Big word. Big story.
As the legend goes, a gazillion years ago, on a mountain near Rome, the fat of sacrificed animals mixed with the ashes from the sacrificial fires. Presto! – they had soap!
The legend says over the course of years, as these small particles of soap were washed down the hill, they found their way into local streams.
At the same time, a local woman started up a laundry in the area. The clothes she laundered were somehow always cleaner and smelled much nicer than any others known to the Romans. The woman was known far and wide as demi-laundress and was soon being called upon by all the great thinkers of the day.
In time, a few of these smart guys got together and figured out the cleaning factor was somehow related to some small, squishy balls of off-white stuff, found in the streams and rivulets of the area. It was only a matter of time before they figured out the rest.
The name of the mountain was Sapo. And so these great thinkers, these philosophers and mathematicians and orators, got together and decided to call the stuff, what else, Sapo. (That’s soap to you and me.)
The woman was at once exposed as a fraud and banished to the colonies. There, she ran a successful dry cleaning business until her untimely death from a condition caused, some say, by the harsh chemicals.

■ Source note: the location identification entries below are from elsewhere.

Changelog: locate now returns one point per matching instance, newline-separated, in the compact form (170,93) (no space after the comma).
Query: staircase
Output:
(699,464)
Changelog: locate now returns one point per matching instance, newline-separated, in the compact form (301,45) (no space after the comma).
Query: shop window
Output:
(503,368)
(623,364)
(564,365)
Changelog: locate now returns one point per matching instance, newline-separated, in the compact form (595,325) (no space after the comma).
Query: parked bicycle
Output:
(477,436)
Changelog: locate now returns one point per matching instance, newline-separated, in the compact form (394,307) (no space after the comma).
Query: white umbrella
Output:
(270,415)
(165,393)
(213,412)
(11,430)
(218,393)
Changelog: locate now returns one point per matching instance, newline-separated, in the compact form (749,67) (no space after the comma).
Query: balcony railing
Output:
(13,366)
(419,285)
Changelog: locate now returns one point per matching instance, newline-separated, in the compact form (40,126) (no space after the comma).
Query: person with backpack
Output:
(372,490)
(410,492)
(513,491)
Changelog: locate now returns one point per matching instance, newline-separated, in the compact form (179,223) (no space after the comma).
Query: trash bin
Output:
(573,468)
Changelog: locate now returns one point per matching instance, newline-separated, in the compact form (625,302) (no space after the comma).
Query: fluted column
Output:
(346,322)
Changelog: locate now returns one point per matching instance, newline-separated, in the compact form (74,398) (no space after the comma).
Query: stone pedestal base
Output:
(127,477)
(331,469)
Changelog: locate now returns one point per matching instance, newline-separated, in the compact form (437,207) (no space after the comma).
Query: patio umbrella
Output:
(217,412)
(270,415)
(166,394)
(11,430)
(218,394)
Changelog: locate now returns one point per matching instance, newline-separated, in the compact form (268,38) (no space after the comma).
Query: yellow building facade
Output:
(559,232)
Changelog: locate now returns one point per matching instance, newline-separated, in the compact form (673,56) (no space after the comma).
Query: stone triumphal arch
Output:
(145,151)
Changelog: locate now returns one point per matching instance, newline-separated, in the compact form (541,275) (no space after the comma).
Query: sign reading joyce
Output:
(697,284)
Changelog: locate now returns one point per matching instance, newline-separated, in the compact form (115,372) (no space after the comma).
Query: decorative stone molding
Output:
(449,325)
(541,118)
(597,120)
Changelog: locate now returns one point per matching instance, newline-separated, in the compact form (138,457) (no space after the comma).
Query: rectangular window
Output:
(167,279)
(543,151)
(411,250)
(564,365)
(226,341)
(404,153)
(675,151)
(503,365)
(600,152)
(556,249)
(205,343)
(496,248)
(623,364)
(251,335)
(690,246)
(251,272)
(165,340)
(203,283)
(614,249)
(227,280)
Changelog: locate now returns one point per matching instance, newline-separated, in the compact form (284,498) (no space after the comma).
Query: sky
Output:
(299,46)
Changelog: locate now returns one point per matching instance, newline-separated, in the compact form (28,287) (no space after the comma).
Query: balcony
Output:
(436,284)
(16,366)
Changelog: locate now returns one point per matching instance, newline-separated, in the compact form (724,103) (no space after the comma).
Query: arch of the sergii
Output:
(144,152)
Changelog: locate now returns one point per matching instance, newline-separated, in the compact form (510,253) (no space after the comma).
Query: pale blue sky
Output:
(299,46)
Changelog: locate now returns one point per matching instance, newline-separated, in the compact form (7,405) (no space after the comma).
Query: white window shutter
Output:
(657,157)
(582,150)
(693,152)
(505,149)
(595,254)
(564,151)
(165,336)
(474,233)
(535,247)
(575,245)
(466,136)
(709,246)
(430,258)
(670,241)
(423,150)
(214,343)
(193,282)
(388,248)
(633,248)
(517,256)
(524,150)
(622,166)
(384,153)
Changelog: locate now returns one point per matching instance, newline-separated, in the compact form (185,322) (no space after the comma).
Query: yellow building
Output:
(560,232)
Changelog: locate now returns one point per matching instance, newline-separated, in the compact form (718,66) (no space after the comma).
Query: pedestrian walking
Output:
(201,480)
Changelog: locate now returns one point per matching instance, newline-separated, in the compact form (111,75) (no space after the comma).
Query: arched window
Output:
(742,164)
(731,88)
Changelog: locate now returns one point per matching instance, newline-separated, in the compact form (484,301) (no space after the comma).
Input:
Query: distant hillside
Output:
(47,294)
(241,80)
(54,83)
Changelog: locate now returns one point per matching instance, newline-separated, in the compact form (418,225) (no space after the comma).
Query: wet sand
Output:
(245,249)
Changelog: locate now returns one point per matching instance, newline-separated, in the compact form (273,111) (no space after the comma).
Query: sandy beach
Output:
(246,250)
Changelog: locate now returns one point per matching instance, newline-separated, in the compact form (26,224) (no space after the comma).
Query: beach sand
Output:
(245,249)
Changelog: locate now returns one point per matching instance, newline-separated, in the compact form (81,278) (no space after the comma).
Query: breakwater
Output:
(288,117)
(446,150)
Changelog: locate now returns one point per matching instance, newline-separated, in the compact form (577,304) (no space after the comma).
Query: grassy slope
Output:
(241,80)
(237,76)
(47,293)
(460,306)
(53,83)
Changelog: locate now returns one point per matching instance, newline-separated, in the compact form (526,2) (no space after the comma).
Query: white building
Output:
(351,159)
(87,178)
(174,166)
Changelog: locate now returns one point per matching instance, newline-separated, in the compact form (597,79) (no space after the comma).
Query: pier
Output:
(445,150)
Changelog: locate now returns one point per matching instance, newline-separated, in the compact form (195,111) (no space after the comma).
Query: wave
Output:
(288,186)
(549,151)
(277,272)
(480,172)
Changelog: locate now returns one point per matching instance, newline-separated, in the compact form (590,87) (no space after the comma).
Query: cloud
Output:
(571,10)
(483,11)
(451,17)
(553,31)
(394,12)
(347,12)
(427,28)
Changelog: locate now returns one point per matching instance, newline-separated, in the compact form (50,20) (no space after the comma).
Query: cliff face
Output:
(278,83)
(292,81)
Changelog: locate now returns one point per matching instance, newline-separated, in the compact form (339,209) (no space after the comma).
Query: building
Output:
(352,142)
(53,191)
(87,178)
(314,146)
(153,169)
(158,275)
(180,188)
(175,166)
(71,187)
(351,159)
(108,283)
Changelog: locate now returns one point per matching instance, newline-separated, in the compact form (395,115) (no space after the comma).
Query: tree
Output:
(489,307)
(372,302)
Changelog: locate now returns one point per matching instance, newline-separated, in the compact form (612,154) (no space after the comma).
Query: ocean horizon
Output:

Today the process of taking the ingredients of soap (fats or oils, water and lye), and combining them into soap, is called saponification. A big word for what is most likely not a true story.
In reality, the entomology of the word sapo, which means ‘fat’ or ‘tallow,’ appears to be around 2200 years old, and comes from Eastern Europe. Then, when the Romans came in several decades later to redecorate that part of the world, the legend tells us some thinkers and orators also tagged along.